Thursday, April 7, 2011

Names in Minifilters - The Flags of FltGetFileNameInformation

While we're on the topic of names I'd like to address a question that comes up pretty regularly, the question of what do the various flags of FltGetFileNameInformation mean and why do they exist in the first place. The actual documentation can be found in the FltGetFileNameInformation MSDN page and flags can of course be added and their meaning might change in some ways so always check that page first.
There is a good discussion on each type of name on the msdn page for FLT_FILE_NAME_INFORMATION Structure.

FLT_FILE_NAME_SHORT


The description of a short name in the documentation is pretty good. It is important to note that this just the final component, not a full path. There is only one short name for a file. Hardlinks can only be long names. Also please note that any name might have a ~ in the name and it might be 8.3 compatible but it doesn't mean it is a short name. In fact, it is possible that a file is created that has a long name like "foo~1.txt" and a short name "foobar.txt". Going even further the short name can be set independently and so it doesn't even have to resemble the long name at all. So please don't make assumptions about how long and short names look like. The only thing you can assume is that if a name is longer than 8.3 then it is a long name. If it fits in 8.3 then it's impossible to tell just by inspecting it whether it's a long or short name. Other than calling this API (which is the easiest way anyway), one can get the short name for a file from the parent directory (see the documentation for ZwQueryDirectoryFile and some of the information classes like the FileBothDirectoryInformation) or from the file directly (see ZwQueryInformationFile and the FileAlternateNameInformation information class). Also, please note that not all file must have a short name. It is perfectly normal that there is no short name at all.
This is not a very popular name request, I don't think I've ever used it or seen a minifilter that uses this.

FLT_FILE_NAME_OPENED


This returns a path to the file. The name might contain short names for components in the path. In case there are multiple hardlinks and the file was opened by name, this name will be the appropriate one, using the appropriate directory entry and link (in other words if C:\foo\test1.txt and C:\bar\test2.txt are hardlinks to the same file and a FILE_OBJECT is opened for "C:\foo\test1.txt" then the opened name will never return "C:\bar\test2.txt" on that FILE_OBJECT). This is a very important point to remember for any file system or file system filter that implements something that looks like hardlinks (multiple names for the same file). For a more in-depth discussion on when opened names are useful see this post .

FLT_FILE_NAME_NORMALIZED


The normalized name is described quite well on the MSDN page I was talking about. One thing that is not mentioned in that page is that it also takes into account the hardlink the file was opened on (like the opened name) so two FILE_OBJECTS that are opened on the same underlying file (SCB) but through different hardlinks will have different normalized names. It very useful anywhere where  the file name influences the behavior of a filter (for example encrypt some files depending on file name or path; any name-based policy in general). Again, see my post on using names in filters.
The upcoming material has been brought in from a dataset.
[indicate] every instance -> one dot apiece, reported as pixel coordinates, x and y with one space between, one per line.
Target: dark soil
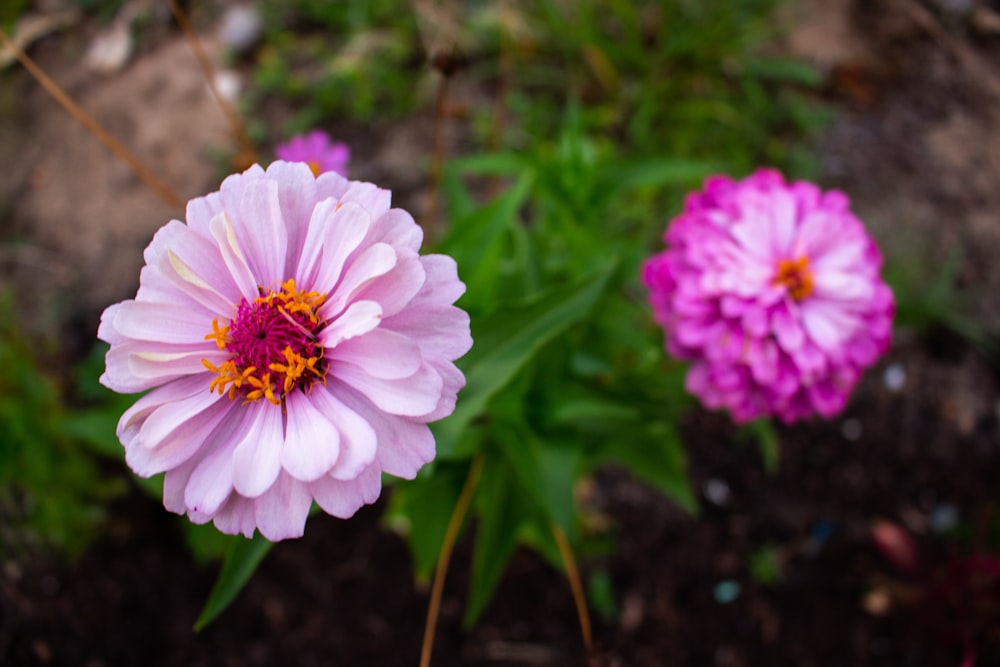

FLT_FILE_NAME_QUERY_FILESYSTEM_ONLY


This tells FltMgr (and any name provider minifilter) to re-generate the name by querying the file system. It is meant to prevent any name cache associated with the file or any path component  from being used. Please note that this can fail because it is not always safe to query the name from the file system (see where STATUS_FLT_INVALID_NAME_REQUEST is returned). The important thing to note is that if it's not safe to query the name it doesn't mean that the requests FltMgr issues will fail but rather that the system might bugcheck or deadlock. So FltMgr has a set of checks it performs to see if it is safe to even attempt to build the name and if it is not it won't try to do anything and it will fail right away. If that check passes then FltMgr proceeds to build the name but the request might still fail because one of the operations FltMgr performs fails (not enough memory, the path does not exist and so on). This is particularly useful in debugging where a minifilter developer might want to make sure they always exercise the full code path. The performance impact of never going to the cache is pretty significant so it's unlikely to be useful in other case or in a production environment.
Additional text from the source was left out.